While the United States may have a way to go before we see online voting opportunities for civilians in federal, state and local elections, that time has already arrived for member organizations like associations, cooperatives, credit unions and more.
So, why should your organization invest in online voting and prepare for modern participation methods?
The future is now
Thousands of organizations are already safely and successfully utilizing online voting. And interest in online voting technology (as evidenced by Allen’s investment) is growing rapidly. Incorporating online voting into your elections is no longer cutting edge, it’s becoming the norm. And if you’re not preparing for it, you’re already behind the curve.
Your organization wants and needs to increase voter engagement and participation. When members can securely log on from their computer or mobile device and vote in two minutes or less, your voting process is more effective. And members appreciate the convenient option.
Safe and secure
Organizations are, understandably, apprehensive about the safety and security of online voting.
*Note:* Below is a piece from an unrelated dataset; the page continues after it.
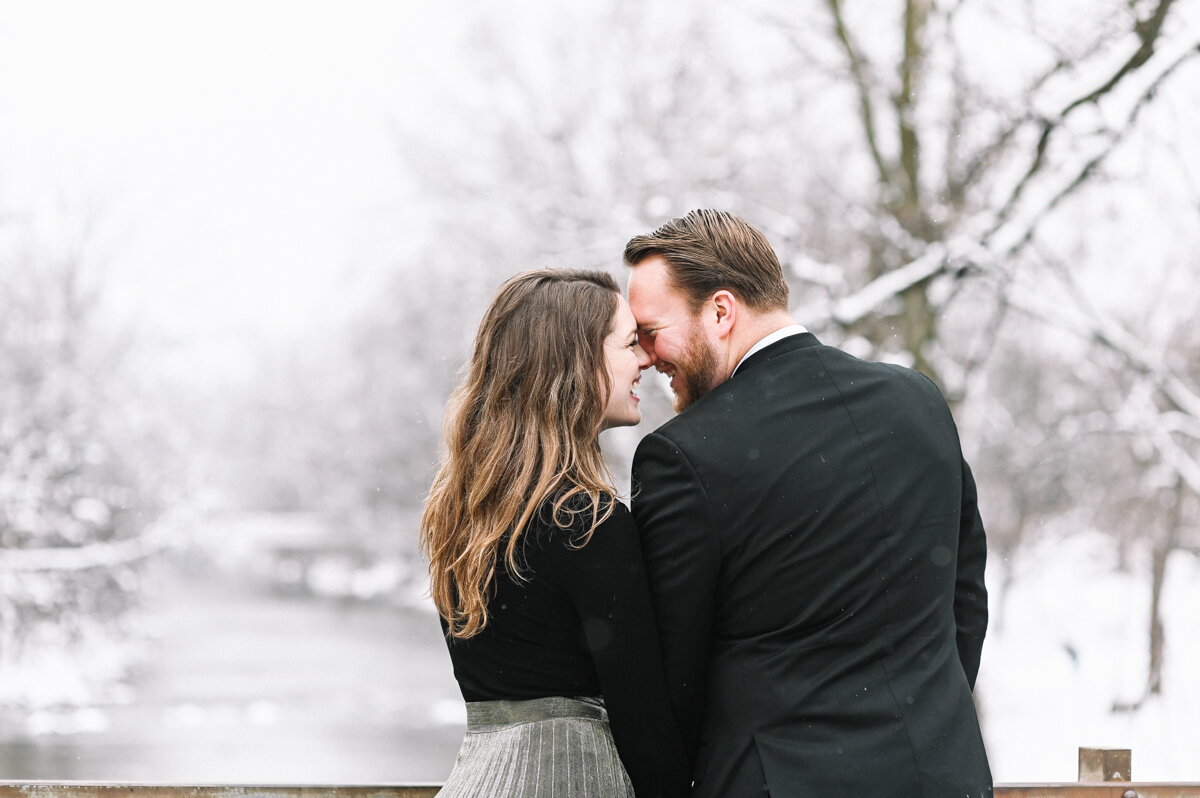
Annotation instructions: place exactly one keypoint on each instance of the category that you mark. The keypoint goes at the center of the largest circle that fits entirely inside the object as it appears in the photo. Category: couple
(796, 604)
We can only speak to our own technology, so here’s how we protect the online elections we manage:
- Voting websites hosted in a secure server environment
- Websites only accessible to authorized members through unique voter logins and passwords
- Online ballots transmitted using SSL (aka “bank-level”) encryption technology
- Passive and active network and security monitoring services to prevent unauthorized access
- The use of an enterprise-level data center.
High-tech fraud prevention
Voter fraud is a frequently used buzzword, but online voting prevents duplicate ballots by immediately disabling unique login information after a ballot is submitted. Members receive an email message confirming their ballot has been received. The IP addresses of voters are also tracked to ensure all votes are legitimate.
If your organization is not yet ready to implement online voting, the time to prepare for that change is now. Update your policies and bylaws on voting participation methods so you’re ready when the time is right.